I often use a search engine to explore and review my clients’ websites and check if anything is untoward. The other week
I came across a report on one client’s site that was obviously intended
for internal consumption only. I immediately rang my client to warn
them. They explained that the report had been posted to the public
website instead of the internal intranet by mistake and they’d removed
it as soon as the error was discovered. Obviously they were quite
alarmed that I could still access it more than a week later.

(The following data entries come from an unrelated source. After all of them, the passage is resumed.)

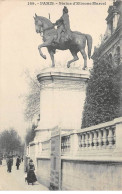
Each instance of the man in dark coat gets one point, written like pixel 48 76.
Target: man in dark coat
pixel 18 162
pixel 63 25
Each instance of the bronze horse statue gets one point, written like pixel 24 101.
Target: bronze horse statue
pixel 45 27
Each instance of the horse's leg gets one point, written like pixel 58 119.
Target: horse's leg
pixel 51 52
pixel 84 57
pixel 74 54
pixel 45 44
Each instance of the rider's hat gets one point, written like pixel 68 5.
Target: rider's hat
pixel 65 9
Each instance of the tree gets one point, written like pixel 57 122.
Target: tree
pixel 10 141
pixel 30 135
pixel 104 94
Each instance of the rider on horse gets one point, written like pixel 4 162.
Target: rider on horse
pixel 63 25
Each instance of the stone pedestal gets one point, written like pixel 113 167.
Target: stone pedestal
pixel 62 98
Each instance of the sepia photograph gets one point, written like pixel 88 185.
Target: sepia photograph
pixel 61 95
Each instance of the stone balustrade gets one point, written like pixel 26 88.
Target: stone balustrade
pixel 100 140
pixel 65 144
pixel 46 146
pixel 103 139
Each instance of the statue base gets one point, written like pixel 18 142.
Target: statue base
pixel 62 98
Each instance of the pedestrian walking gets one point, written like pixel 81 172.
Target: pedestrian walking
pixel 31 177
pixel 7 159
pixel 10 163
pixel 18 161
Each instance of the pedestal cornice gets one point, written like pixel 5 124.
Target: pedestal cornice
pixel 62 74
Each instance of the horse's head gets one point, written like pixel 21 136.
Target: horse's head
pixel 42 23
pixel 38 24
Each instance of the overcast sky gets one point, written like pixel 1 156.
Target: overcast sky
pixel 18 49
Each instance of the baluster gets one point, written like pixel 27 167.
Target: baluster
pixel 66 144
pixel 79 142
pixel 83 141
pixel 95 139
pixel 99 138
pixel 90 140
pixel 110 137
pixel 69 143
pixel 114 135
pixel 104 138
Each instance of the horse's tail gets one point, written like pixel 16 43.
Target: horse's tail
pixel 89 44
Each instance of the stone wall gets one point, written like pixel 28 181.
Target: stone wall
pixel 84 175
pixel 43 171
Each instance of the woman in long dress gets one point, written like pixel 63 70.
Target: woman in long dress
pixel 31 177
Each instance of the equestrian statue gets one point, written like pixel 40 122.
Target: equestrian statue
pixel 62 38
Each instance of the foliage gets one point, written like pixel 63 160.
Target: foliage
pixel 104 94
pixel 10 141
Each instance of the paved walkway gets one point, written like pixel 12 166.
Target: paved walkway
pixel 15 181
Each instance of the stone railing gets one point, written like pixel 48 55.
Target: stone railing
pixel 103 139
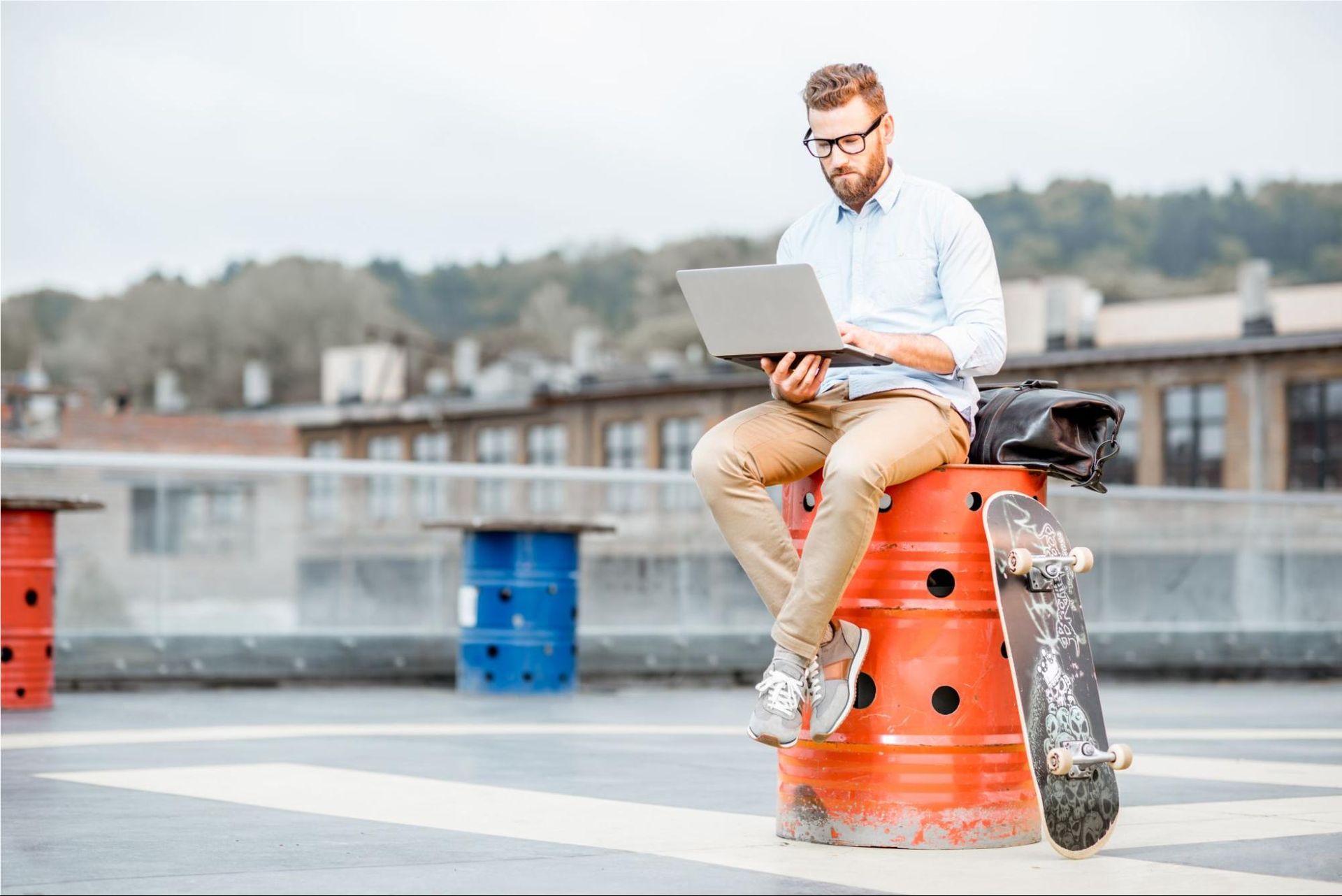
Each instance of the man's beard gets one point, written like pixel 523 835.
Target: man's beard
pixel 858 189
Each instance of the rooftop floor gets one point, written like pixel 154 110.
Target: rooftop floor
pixel 639 789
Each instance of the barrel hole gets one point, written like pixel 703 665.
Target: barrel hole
pixel 945 699
pixel 866 691
pixel 941 582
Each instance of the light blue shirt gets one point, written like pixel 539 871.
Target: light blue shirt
pixel 917 259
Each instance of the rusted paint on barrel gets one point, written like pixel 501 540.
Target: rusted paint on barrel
pixel 27 597
pixel 932 757
pixel 27 672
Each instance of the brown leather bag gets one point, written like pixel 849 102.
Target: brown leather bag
pixel 1037 424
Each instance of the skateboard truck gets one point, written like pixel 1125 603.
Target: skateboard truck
pixel 1043 569
pixel 1075 758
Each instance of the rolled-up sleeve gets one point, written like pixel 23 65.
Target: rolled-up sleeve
pixel 972 290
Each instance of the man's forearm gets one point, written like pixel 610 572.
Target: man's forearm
pixel 920 350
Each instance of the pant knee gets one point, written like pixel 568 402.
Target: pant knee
pixel 710 458
pixel 853 472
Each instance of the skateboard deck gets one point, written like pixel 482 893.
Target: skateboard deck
pixel 1051 663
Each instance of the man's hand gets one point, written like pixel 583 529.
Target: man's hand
pixel 920 350
pixel 800 384
pixel 865 338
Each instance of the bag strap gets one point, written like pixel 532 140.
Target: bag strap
pixel 1027 384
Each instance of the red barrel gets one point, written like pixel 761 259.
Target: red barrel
pixel 932 756
pixel 27 672
pixel 27 595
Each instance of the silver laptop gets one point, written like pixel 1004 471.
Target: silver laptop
pixel 765 312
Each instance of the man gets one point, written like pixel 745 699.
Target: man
pixel 909 271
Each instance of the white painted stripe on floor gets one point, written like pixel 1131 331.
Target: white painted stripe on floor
pixel 48 739
pixel 353 730
pixel 1290 774
pixel 1229 735
pixel 1206 823
pixel 728 840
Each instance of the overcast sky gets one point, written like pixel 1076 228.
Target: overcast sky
pixel 182 136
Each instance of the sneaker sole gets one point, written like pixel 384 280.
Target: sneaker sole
pixel 863 642
pixel 768 739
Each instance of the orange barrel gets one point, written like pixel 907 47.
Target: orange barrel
pixel 27 592
pixel 932 756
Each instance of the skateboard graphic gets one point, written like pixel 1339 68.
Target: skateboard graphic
pixel 1073 763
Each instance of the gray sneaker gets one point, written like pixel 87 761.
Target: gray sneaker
pixel 777 715
pixel 832 678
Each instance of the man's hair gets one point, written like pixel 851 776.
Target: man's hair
pixel 834 86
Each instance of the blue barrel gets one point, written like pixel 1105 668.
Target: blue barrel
pixel 519 607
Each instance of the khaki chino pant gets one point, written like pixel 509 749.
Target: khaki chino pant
pixel 865 445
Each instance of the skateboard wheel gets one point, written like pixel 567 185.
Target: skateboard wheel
pixel 1123 756
pixel 1019 561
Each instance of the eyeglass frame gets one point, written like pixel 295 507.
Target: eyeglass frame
pixel 834 141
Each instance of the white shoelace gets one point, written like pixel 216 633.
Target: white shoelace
pixel 783 691
pixel 816 680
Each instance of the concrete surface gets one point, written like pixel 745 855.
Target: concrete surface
pixel 1236 788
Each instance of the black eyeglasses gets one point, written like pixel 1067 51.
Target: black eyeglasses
pixel 850 144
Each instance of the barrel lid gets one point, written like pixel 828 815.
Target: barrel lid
pixel 39 502
pixel 520 525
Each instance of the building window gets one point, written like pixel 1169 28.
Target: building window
pixel 623 443
pixel 324 490
pixel 494 446
pixel 677 438
pixel 430 491
pixel 199 521
pixel 1121 470
pixel 1195 435
pixel 547 446
pixel 1314 459
pixel 384 493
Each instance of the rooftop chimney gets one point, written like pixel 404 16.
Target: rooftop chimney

This is a great example of the all-consuming nature of Web searches, Google searches in particular. Google takes a snapshot of each page its
search crawlers examine and caches it as a backup. It’s also the
version used to judge if a page is a good match for a query. My
client’s report was only on the Web for about three hours and yet a
copy of it ended up stored in Google’s cache and was still available
for anyone to read. The fact that sensitive information that gets
crawled can remain in the public domain means data classification and
content change processes are vital to prevent this type of data leakage
from occurring.
Unfortunately, private or sensitive business information makes its way onto the public Internet all too often. In this tip, we’ll discuss
reasons why this happens, and some strategies to help enterprises keep
private or sensitive data off the Web.
Problems that can cause website information leaks
The incident noted above gave me the opportunity to address with my client some specific information security problems that led to the
report being posted on its website. The first problem was that the
organization didn’t properly classify its data and documents.
Implementing a system of data classification and clearly labelling
documents with that classification would make such an incident far less
likely.